Matrix Profile is an innovative statistical technique for identifying fundamental patterns in large data sets. Once created, these patterns can be used to improve model performance in a variety of ways. They can help in the selection of effective strategies for solving problems or making decisions in finance, industry, science, or any other field.

They are commonly used in time series analysis such as the daily or monthly weather forecast, company financial reports, etc. They can be used in conversion analysis (see below) to predict how an individual will react to various offers – e.g., a unique offer within a product or service. A matrix profile consists of two variables – a priori and actual. The priori is some sort of value or prediction that the algorithm has about the future; the actual is what actually happened in the past.

The main idea is that we can use machine learning techniques to automatically analyze a large amount of information (i.e. data in domains not covered by human expertise) and provide insights into hidden patterns. This is particularly useful for extracting useful insights from hard data sets, such as cancer diagnoses or insurance claims. For example, using current data from anonymized clinical trials, we can infer how patients are performing with respect to their underlying medical condition.

There are three general types of matrix profiles:

static
dynamic
interactive (2D or 3D)

Static matrix is mainly composed of log aggregates, which means stable statistical distribution of values. The dynamic matrix contains several transformation rules, mainly evaluated with respect to the initial condition i.e., the values occur with probability p 1, …, p n such that the final value is a function of initial conditions which is influenced by i) the clustering criterion and ii) the distance function.

An interesting property of the Matrix Profile is that it grows simultaneously with the number of data elements it contains. We can use this property to design extremely innovative algorithms. For example, the algorithms to relate user, place, and event semantically are all readily proposed using only the first three dimensions of the matrix. If you give someone “location-tagged” data points, their profile will be much more relevant to them, in terms of being able to quickly locate them.

Matrix profiles are a powerful statistical tool for any business. As more data flows in, it becomes easier to spot trends. Disrupting a trend can be as simple as identifying which customers are jumping ship. Using data-driven analysis, you can get a feel for what your audience likes, and then you can launch campaigns focused on those themes. The possibilities are nearly endless—and profitable.

Time series data allow for the reconstruction of past events by identifying non-zero residuals in the data. Potential users of time series analysis include historians, economists, political scientists, and statisticians.
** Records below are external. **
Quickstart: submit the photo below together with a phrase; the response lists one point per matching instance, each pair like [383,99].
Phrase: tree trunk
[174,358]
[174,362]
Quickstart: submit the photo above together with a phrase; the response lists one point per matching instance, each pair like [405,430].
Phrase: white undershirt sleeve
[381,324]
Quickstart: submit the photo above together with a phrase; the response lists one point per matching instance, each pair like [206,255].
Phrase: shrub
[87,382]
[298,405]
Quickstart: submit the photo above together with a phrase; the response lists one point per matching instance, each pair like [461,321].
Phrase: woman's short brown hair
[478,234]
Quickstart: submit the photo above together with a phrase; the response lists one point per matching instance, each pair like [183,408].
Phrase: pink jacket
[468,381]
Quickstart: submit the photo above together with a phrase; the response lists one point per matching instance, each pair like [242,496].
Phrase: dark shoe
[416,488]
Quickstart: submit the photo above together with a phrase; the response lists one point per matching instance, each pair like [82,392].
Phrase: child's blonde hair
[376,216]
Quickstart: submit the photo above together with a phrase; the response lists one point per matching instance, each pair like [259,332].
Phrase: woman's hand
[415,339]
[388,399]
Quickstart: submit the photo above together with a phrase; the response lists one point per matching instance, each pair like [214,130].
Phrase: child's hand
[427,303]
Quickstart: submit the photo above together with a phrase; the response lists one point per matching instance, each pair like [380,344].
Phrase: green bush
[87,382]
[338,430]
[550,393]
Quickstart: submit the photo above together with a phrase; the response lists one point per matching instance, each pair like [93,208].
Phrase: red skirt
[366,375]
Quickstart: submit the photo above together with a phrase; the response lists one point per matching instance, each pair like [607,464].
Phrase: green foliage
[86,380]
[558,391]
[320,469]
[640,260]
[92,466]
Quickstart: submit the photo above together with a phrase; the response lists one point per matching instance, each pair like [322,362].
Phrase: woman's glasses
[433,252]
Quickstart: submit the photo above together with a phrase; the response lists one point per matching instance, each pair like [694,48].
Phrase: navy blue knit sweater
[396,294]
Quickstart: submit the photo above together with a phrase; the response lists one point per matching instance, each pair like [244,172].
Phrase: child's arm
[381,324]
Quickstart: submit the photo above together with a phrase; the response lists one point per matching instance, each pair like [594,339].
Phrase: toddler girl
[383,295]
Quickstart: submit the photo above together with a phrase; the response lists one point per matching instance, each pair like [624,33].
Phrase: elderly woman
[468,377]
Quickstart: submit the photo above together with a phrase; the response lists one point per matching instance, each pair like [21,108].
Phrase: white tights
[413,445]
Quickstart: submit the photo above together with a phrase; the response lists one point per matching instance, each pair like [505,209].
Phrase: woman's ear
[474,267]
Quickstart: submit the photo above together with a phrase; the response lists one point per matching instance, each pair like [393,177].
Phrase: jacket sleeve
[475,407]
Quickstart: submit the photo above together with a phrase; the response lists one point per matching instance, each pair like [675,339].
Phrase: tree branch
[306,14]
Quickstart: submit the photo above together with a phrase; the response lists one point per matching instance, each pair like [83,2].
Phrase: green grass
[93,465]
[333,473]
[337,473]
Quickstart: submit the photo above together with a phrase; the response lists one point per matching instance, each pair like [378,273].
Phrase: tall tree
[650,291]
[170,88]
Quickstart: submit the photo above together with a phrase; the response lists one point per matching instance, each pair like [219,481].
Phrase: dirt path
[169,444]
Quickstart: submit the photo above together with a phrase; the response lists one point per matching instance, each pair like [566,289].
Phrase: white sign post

A matrix profile is an efficient method for extracting features from time series without having to resort to manual filtering or weighting.

If you wish to learn more or have any questions, please do not hesitate to contact us here. Let’s level up your time series data analysis!

 

Daniel Ramírez

Daniel Ramírez

Engineer

Daniel is a Data Engineer for Shapelets. He is an integral part of the back-end development team, where we develop a high-quality platform ensuring the best product design with valuable functionalities for data scientists. Daniel supports the team with his diverse background in Software Engineering.